What people call the shoulder varies widely from person to person. Some people include the neck, shoulder blade, upper chest, arm, etc. The limits are quite arbitrary. When there is pain in the shoulder, the anatomical site of the pain must be identified in order to make an accurate diagnosis. It is sometimes very difficult, even for an experienced doctor, to make an accurate diagnosis given the multitude of structures and possibilities.
However, a few pointers will set you in the right direction:
Clinically, it is helpful to distinguish between symptoms in the neck and shoulder area by dividing them into three anatomical regions: 1. posterior pain; 2. anterolateral pain; and 3. axillary pain.
1. Posterior pain
Mainly felt in the back of the neck, trapezius and shoulder blade, sometimes radiating to the arm and forearm. It is sometimes associated with headaches, numbness or tingling in the back of the hand (in a way it is the equivalent of sciatica of the upper limb). In general, posterior pain is caused by cervical inflammation (sprain, discopathy, degeneration), muscle tension or spasms, or irritation or compression of nerves in the cervical region that may cause numbness of the fingers. Cervical movements must be assessed to ensure they are complete and symmetric and to see whether mobilization of the neck affects the pain in the shoulder. If so, it is a case of referred pain.

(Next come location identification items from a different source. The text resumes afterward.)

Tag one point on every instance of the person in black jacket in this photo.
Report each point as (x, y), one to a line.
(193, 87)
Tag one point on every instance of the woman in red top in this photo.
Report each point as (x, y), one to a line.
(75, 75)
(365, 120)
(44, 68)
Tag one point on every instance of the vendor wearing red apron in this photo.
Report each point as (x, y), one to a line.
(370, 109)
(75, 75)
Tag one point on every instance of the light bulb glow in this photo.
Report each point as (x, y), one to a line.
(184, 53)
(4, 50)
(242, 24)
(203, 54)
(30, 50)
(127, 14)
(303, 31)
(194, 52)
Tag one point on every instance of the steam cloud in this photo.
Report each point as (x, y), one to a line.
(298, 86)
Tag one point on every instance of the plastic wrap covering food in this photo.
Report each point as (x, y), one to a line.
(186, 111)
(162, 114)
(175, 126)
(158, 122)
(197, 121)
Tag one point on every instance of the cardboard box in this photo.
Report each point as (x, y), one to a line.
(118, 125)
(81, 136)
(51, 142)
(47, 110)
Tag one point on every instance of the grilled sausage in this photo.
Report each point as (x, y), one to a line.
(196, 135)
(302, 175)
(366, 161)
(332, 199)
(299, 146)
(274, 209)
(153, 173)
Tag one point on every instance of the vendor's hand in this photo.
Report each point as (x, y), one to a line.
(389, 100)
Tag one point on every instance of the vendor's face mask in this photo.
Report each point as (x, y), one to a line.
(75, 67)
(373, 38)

Firstly, it is important that the doctor carry out a neurological examination and order a cervical X-ray (that will often show a pinched nerve between the C5-C6 or the C6-C7 vertebrae, which is very common in people over 45 years of age).
Treatment is usually nonsurgical, unless there are signs of nerve compression (loss of sensation, strength or reflexes). In these cases, specialized imaging (MRI or CT scan) tests must be ordered and the person referred to a specialist (physiatrist, orthopedic surgeon, neurosurgeon) if there is evidence of a risk of neurological damage.
2. Anterolateral pain
Pain in this area is caused by pathologies of the anatomical structures of the shoulder (subacromial space, acromioclavicular joint, rotator cuff, labrum, long biceps tendon, glenohumeral joint). There are therefore a number of possibilities, some examples of which are provided below:
A) Problems in the acromioclavicular joint will mainly be felt at the top of the shoulder; the pain does not radiate much and increases when the arm is crossed over the chest (adduction).
B) Tendinitis and tendon tears (cuff and biceps) cause pain on the side and front of the shoulder (undersurface of the acromion), sometimes radiating to the outside of the arm (or to the biceps in biceps tendinitis). The pain is worse when strength is required to elevate the arm, especially if the arm is raised overhead. The pain tends to be worse at night and sometimes wakes the person up. The amount of pain depends on the movement made. In cases of a severe rotator cuff tear, the pain may be accompanied by weakness or muscle loss in the shoulder blades (ask your partner or a friend to compare your shoulder blades, since you can’t see them yourself).
C) Osteoarthritis of the shoulder and adhesive capsulitis are more insidious and involve a more gradual, less localized malaise, sometimes occurring in the absence of movement, at rest. They are characterized by a certain loss of movement (you can check this yourself by holding your elbows close to your body and then rotating your forearms externally and comparing them or, alternatively, try to put your hand between your shoulder blades, alternating the two sides to compare them).
D) Labrum disorders (e.g., SLAP lesions) are associated with movement, sometimes causing a popping sound or sudden pain (which is quite poorly localized). The pain is not constant; it is felt occasionally when making certain movements.
E) Subacromial impingement and bursitis are also associated with movement, causing pain on the front and side of the acromion during complete elevation or abduction (lateral elevation). The pain increases if the arm is internally rotated at the same time (if the forearm is turned toward the ground).
N.B. Shoulder pathology rarely causes symptoms that extend to the elbow (except for adhesive capsulitis). Should it do so, a cervical cause must be investigated.
3. Axillary or chest pain
Persistent pain in the armpit or upper chest is usually referred pain (unless it is the first symptom of adhesive capsulitis). Special attention must be given to cardiac or pulmonary pathologies if the pain is left sided. The possibilities are numerous and may be of viral (such as herpes zoster) or tumoral (e.g., lymph node in the breast or lymphoma) origin or may stem from irritation of the diaphragm (from an abdominal disorder, for example). Traditional recommendations are in order and it is advisable to consult one’s family doctor or a general practitioner to rule out a life-threatening diagnosis.